Rock formations and artifacts.
The rock formations are described below. The inset shows four of Amerind's artifacts on display at
our Museum. Two of these are from AD 1096 - 1250, one is from 1800, and the fourth is from circa 1900.
"Geologists call this rock quartz monzonite, but it’s often simply called granite, and this
particular body of rock is the Texas Canyon quartz monzonite. Quartz monzonite is an igneous rock,
formed from molten rock (magma), which crystallized as it cooled slowly beneath the earth’s surface.
In Texas Canyon, the intrusion of the magma did not reach the earth’s surface.
The intrusion of magma occured in pulses over a period of time, crystalizing between 50 and 55
million years ago.
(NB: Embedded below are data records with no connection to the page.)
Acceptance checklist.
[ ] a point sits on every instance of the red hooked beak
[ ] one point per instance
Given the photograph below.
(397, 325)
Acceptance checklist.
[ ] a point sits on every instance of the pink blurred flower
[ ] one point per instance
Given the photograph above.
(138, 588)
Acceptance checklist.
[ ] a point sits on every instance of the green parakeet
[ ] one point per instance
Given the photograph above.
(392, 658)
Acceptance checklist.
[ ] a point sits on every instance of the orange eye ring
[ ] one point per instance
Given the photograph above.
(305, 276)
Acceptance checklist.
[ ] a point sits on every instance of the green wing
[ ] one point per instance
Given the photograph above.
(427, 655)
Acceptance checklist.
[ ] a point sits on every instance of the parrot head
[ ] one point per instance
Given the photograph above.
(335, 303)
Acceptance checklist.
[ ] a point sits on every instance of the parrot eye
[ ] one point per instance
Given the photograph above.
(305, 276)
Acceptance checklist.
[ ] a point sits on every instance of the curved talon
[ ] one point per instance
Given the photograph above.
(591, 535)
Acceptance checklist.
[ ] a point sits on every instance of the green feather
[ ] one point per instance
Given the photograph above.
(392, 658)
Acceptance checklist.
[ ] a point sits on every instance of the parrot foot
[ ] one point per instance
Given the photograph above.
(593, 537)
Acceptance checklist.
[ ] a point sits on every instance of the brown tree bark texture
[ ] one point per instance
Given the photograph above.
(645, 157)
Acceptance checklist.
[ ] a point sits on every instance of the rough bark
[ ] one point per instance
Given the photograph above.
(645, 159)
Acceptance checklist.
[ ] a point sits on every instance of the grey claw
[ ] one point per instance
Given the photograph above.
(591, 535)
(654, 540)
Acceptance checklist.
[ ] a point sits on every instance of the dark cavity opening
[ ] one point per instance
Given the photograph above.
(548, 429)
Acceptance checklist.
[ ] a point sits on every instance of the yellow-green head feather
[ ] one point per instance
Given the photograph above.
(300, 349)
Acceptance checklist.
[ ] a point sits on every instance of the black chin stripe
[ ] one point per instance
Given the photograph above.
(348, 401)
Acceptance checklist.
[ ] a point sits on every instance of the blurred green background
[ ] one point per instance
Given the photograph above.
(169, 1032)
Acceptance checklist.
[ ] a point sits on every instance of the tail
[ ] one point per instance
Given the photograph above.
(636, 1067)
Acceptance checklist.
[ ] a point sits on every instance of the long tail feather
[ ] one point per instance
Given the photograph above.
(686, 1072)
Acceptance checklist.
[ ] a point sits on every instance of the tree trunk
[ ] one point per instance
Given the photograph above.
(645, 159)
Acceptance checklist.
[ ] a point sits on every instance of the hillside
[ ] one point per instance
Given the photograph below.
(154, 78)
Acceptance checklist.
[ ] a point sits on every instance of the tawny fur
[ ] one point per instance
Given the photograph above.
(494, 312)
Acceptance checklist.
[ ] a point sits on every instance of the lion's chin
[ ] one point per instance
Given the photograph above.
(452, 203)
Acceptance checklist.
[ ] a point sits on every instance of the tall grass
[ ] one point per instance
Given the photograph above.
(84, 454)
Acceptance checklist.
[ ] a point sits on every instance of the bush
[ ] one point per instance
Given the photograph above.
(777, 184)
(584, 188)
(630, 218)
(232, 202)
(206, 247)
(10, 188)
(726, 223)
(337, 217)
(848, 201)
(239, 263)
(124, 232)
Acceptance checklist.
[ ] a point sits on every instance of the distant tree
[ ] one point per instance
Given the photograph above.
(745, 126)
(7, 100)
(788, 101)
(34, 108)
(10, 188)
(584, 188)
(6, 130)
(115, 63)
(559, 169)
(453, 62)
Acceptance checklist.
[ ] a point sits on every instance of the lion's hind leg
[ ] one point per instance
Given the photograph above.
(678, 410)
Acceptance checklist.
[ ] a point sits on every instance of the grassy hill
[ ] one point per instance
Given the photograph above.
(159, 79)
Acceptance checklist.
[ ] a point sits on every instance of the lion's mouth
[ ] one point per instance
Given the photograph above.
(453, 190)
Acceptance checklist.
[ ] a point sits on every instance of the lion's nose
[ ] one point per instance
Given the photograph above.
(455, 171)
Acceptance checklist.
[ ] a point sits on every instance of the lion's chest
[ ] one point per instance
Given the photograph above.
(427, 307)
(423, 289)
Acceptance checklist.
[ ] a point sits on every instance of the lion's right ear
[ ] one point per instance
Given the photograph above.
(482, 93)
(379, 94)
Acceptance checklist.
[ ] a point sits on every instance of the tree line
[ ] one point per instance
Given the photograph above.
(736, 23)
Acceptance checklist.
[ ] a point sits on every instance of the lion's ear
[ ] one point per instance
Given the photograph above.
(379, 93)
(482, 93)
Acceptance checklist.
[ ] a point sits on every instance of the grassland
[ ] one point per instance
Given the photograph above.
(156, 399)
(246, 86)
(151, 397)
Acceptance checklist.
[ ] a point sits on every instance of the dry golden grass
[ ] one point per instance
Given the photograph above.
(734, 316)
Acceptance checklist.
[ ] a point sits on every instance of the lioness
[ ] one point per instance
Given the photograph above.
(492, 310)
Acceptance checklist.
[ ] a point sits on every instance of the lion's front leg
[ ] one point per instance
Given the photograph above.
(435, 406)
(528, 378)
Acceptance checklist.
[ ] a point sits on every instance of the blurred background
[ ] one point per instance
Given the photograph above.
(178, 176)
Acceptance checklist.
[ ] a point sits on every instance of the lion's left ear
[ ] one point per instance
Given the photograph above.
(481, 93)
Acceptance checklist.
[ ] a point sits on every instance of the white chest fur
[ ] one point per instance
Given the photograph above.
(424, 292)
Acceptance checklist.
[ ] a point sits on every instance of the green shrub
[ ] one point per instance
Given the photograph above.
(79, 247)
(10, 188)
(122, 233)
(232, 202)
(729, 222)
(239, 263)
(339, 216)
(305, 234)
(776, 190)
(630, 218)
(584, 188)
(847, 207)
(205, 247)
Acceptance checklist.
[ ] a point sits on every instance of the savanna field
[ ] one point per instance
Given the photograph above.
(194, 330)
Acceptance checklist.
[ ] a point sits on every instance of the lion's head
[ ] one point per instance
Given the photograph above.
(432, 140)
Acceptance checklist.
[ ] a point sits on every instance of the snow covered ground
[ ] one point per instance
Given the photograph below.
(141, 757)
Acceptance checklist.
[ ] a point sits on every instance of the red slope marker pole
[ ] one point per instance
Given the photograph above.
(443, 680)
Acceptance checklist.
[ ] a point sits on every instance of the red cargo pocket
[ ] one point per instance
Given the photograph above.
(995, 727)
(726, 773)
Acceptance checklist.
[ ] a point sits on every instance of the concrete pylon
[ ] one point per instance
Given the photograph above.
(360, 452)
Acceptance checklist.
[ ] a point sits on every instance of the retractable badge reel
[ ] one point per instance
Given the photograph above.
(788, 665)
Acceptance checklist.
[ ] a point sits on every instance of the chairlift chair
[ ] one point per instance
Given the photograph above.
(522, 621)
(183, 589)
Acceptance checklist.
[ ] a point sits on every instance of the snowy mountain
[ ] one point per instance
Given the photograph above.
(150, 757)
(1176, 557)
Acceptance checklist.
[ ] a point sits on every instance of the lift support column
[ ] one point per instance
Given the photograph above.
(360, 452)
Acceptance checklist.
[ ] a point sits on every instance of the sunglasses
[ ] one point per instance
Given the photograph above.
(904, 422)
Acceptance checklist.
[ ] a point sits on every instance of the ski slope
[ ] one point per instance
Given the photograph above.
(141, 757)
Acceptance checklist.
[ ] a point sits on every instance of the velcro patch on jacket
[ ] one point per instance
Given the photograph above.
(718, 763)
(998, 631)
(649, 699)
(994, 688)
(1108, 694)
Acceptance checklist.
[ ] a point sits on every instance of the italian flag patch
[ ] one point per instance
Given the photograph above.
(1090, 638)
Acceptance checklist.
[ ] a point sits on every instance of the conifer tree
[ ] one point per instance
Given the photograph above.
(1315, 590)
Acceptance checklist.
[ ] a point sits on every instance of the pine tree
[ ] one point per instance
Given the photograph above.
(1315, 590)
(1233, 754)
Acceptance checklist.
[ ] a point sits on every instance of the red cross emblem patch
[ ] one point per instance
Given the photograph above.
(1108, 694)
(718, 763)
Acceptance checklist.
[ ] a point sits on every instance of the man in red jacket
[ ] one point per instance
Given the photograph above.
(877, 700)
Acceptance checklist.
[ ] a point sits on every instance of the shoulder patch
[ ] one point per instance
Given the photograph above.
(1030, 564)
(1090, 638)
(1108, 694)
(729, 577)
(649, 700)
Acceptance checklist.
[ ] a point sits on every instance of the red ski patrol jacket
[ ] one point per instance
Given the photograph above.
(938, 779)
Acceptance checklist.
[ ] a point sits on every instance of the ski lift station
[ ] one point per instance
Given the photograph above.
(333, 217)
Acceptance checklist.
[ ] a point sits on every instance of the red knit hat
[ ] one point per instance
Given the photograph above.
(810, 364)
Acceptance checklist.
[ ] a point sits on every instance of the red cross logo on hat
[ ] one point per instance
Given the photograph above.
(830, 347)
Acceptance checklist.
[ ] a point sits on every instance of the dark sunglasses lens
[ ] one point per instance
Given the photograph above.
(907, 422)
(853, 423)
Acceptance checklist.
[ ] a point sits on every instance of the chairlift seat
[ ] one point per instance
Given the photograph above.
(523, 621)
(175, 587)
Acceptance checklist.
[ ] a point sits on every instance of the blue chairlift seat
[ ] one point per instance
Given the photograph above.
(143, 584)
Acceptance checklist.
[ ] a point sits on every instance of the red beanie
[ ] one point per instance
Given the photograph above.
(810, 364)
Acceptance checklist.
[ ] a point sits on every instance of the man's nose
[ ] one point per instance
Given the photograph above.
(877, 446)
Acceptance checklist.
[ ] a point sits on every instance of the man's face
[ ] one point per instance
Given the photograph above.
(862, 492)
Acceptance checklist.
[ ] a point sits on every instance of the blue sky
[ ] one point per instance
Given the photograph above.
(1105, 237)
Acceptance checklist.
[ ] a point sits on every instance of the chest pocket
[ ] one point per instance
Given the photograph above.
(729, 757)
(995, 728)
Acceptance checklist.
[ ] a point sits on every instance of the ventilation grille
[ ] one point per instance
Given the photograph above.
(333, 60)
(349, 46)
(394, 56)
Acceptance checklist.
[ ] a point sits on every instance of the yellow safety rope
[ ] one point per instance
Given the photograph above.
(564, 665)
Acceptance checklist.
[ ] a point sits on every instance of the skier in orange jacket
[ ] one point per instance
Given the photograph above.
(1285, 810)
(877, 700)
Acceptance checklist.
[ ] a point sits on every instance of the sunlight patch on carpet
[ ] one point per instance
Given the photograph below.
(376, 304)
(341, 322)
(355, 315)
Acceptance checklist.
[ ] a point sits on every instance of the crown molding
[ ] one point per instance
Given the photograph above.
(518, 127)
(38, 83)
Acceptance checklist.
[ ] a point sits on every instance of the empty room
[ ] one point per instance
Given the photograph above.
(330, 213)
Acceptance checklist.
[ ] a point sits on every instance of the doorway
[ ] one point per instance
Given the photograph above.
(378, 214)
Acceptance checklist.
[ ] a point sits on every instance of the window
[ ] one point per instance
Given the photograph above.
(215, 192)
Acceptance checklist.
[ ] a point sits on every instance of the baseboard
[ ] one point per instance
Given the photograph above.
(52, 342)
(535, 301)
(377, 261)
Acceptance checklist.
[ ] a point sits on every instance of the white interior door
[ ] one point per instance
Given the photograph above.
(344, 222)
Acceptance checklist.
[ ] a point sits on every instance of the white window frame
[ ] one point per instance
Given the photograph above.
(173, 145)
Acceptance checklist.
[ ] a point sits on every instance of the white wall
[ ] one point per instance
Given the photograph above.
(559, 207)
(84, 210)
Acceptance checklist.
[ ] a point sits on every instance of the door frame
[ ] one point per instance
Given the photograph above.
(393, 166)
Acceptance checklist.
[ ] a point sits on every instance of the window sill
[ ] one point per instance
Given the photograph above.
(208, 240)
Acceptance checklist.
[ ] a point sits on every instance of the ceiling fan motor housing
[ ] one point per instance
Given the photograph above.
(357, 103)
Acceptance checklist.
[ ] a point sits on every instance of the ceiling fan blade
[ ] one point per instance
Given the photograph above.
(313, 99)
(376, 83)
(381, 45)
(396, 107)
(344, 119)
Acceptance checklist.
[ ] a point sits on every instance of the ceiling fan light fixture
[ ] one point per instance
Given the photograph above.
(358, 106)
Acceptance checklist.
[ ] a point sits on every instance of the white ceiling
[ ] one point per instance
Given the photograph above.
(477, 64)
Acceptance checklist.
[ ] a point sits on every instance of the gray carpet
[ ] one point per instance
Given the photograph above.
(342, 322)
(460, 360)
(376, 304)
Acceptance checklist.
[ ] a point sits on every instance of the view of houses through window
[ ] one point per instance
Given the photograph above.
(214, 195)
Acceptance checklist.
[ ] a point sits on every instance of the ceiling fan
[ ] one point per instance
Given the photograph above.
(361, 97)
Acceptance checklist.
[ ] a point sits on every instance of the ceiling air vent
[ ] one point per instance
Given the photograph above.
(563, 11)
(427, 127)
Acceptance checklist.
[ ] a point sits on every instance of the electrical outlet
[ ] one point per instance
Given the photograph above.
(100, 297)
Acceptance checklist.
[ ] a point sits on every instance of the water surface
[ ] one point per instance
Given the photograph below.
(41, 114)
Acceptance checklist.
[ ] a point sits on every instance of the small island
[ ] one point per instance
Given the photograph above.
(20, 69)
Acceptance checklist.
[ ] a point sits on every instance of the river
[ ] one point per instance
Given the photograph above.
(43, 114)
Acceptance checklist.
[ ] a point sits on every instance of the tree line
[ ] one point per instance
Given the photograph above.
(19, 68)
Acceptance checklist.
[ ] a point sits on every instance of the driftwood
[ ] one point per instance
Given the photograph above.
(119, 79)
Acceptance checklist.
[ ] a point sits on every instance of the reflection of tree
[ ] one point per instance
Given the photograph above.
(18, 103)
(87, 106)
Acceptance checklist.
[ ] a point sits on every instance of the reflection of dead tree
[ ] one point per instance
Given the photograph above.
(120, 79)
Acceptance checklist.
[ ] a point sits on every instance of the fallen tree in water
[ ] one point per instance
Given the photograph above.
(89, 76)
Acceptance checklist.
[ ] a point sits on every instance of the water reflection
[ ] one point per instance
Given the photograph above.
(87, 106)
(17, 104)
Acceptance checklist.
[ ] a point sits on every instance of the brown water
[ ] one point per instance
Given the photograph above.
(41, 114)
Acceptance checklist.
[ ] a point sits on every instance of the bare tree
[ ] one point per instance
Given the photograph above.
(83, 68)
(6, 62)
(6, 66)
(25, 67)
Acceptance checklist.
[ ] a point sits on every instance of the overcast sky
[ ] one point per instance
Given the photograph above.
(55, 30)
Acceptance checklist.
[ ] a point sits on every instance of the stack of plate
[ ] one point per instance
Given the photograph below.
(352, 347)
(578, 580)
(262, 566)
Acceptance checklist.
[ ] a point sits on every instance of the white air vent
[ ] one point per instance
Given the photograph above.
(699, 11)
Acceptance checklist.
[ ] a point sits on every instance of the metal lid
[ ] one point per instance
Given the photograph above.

The last dinosaurs were extinct 10 million years before these rocks were formed.
The dramatic pedestal rocks, spires, and balanced boulders that characterize the distinctive
landscape at Amerind and throughout the outcrop area of the Texas Canyon quartz monzonite achieved
their forms as the rock around them disintegrated. As the land surface was slowly lowered by erosion,
the more resistant rocks remained high. The surrounding rocks generally weather differently because
they are finer-grained and formed in a different geologic environment, thus creating a landscape of
different appearance." by W. Scott Baldridge, Geologist at the Los Alamos National Laboratory.